The standard example with the planning fallacy illustrates this: although the goal is to improve planning, which sounds instrumental, the key is noticing the miscalibration of time estimates. The same trick works for any kind of mental miscalibration: if you know about it, you can adjust for it.
This is not just reference class forecasting, though. You don't adjust your time estimates for projects upward and stop there. The fact that you normally underestimate how long things will take makes you think about your model. "Hm, that's interesting. My plans almost never come out as stated, but I always believe in them when I'm making them." You shouldn't be satisfied with this state of affairs! You can slap on a correction factor and keep planning like you always have, but this is a sort of paradoxical mental state to maintain. If you do manage keep the disparity between your past predictions and actual events actively in mind, I think it's more natural to start considering which parts of your plans are most likely to go wrong.
If I had to spell it out in steps:
I don't know quite what I can say here to convey the importance of this. There is a skill here; a very important skill, which can be done in a split second. It is the skill of going meta.

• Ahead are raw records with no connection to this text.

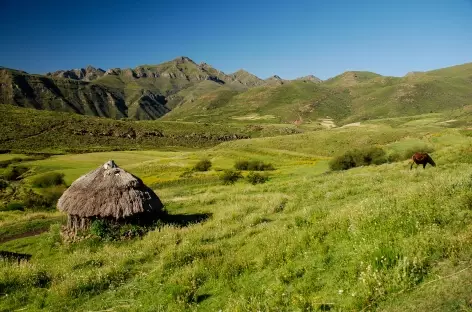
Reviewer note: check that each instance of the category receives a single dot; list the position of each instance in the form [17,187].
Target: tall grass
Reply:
[369,238]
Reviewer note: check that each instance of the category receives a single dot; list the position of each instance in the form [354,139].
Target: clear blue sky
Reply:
[288,38]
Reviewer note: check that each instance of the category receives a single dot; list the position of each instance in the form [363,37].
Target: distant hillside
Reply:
[77,96]
[29,130]
[144,92]
[350,97]
[184,90]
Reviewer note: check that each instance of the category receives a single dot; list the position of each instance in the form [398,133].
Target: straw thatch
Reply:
[111,193]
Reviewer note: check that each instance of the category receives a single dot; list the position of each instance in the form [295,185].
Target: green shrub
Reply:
[230,176]
[13,206]
[202,165]
[253,165]
[241,165]
[359,157]
[48,179]
[3,184]
[417,149]
[14,173]
[256,178]
[7,162]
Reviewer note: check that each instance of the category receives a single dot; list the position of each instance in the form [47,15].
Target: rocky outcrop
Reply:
[86,74]
[310,78]
[67,95]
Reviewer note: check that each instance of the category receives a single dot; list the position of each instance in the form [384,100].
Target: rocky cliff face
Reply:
[86,74]
[141,92]
[67,95]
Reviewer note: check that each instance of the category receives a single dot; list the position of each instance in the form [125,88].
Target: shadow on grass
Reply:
[182,220]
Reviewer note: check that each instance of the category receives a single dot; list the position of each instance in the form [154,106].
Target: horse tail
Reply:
[431,161]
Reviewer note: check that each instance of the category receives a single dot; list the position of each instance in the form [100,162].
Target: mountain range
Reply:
[184,90]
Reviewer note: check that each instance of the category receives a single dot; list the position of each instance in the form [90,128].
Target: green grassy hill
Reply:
[29,130]
[347,98]
[183,90]
[367,239]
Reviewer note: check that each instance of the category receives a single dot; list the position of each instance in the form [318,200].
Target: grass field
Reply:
[369,238]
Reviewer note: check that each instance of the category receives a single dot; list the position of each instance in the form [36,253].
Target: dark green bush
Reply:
[230,176]
[256,178]
[241,165]
[253,165]
[14,173]
[358,157]
[48,179]
[13,206]
[202,165]
[417,149]
[7,162]
[3,184]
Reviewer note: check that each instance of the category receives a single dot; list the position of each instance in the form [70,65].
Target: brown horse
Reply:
[422,159]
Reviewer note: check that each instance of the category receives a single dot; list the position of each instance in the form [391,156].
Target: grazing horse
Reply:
[422,159]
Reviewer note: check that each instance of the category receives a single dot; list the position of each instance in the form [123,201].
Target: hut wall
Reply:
[77,223]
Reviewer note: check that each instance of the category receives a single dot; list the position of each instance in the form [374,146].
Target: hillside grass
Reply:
[31,131]
[370,238]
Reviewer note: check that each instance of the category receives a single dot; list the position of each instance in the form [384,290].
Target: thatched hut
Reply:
[109,193]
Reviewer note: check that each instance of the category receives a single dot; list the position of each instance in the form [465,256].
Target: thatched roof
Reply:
[109,192]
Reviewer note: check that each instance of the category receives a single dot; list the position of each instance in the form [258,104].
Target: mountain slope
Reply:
[349,97]
[67,95]
[184,90]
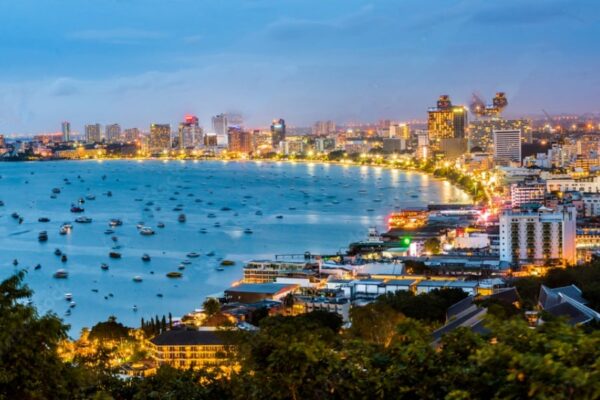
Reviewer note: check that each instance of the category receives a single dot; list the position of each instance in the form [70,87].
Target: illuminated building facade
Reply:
[187,348]
[277,132]
[190,134]
[92,133]
[112,133]
[507,146]
[447,121]
[540,237]
[66,131]
[160,138]
[239,140]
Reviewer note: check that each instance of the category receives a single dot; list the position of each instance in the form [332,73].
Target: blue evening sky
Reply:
[139,61]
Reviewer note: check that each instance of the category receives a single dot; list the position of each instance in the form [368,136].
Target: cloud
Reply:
[117,36]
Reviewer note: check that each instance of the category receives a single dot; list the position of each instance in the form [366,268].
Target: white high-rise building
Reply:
[66,130]
[538,237]
[507,145]
[112,133]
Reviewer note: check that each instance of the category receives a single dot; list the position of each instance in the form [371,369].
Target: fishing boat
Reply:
[61,274]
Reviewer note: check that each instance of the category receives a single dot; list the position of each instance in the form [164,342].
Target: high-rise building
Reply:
[131,134]
[66,130]
[507,146]
[446,121]
[93,133]
[400,131]
[538,237]
[277,132]
[190,133]
[239,140]
[220,124]
[112,133]
[321,128]
[481,131]
[160,137]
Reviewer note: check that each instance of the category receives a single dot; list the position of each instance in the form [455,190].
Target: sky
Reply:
[135,62]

Gears-Leves and Policy-Level Are Not Opposites
The second-most confusing thing about my proposed terms is probably that they are not opposites of each other. They'd be snappier if they were; "inside view vs outside view" had a nice sound to it. On the other hand, I don't want the concepts to be opposed. I don't want a dichotomy that serves as a discriptive clustering of ways of thinking; I want to point at skills of thinking. As I mentioned, the virtuous features of gears-level thinking are still present when thinking at the policy level; unlike in reference class forecasting, the ideal is still to get a good causal model of what's going on (IE, a good causal model of what is producing systematic bias in your way of thinking).

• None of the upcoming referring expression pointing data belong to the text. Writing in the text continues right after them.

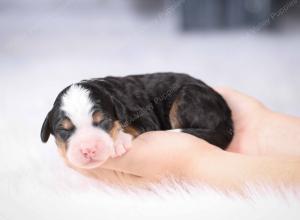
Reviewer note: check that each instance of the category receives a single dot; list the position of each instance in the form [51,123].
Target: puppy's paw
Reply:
[122,144]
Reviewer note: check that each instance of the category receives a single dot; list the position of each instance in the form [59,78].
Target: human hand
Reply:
[258,130]
[160,154]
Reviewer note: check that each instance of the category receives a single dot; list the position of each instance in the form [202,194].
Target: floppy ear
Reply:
[46,130]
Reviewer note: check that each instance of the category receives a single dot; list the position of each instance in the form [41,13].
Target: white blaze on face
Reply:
[89,146]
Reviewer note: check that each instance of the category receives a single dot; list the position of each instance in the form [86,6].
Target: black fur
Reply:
[144,102]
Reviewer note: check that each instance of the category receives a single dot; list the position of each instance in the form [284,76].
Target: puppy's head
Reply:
[84,122]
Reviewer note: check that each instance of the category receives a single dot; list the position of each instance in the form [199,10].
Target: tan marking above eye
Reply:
[173,115]
[97,117]
[67,124]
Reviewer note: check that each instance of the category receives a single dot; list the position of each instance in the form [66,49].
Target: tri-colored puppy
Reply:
[96,119]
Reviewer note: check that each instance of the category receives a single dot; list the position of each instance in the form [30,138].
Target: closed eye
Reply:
[65,133]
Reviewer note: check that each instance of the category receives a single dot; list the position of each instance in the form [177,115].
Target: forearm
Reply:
[230,171]
[281,135]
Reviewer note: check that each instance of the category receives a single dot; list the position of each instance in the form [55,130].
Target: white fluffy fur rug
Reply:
[35,184]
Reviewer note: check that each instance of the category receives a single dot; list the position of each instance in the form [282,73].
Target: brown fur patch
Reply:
[115,130]
[97,117]
[117,127]
[67,124]
[173,115]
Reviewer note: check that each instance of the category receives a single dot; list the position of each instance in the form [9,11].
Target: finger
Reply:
[157,153]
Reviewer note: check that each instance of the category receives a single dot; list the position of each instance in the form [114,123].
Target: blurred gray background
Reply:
[250,45]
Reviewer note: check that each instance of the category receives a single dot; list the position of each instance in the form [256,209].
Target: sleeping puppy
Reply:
[96,119]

The opposite of gears-level thinking is un-gears-like thinking: reasoning by analogy, loose verbal arguments, rules of thumb. Policy-level thinking will often be like this when you seek to make simple corrections for biases. But, remember, these are error models in the errors-vs-bugs dichotomy; real skill improvement relies on bug models (as studies in deliberate practice suggest).
The opposite of policy-level thinking? Stimulus-response; reinforcement learning; habit; scripted, sphexish behavior. This, too, has its place.
Still, like inside and outside view, gears and policy thinking are made to work together. Learning the principles of strong gears-level thinking helps you fill in the intricate structure of the universe. It allows you to get past social reasoning about who said what and what you were taught and whay you're supposed to think and believe, and instead, get at what's true. Policy-level thinking, on the other hand, helps you to not get lost in the details. It provides the rudder which can keep you moving in the right direction. It's better at cooperating with others, maintaining sanity before you figure out how it all adds up to normality, and optimizing your daily life.
Gears and policies both constitute moment-to-moment ways of looking at the world which can change the way you think. There's no simple place to go to learn the skillsets behind each of them, but if you've been around LessWrong long enough, I suspect you know what I'm gesturing at.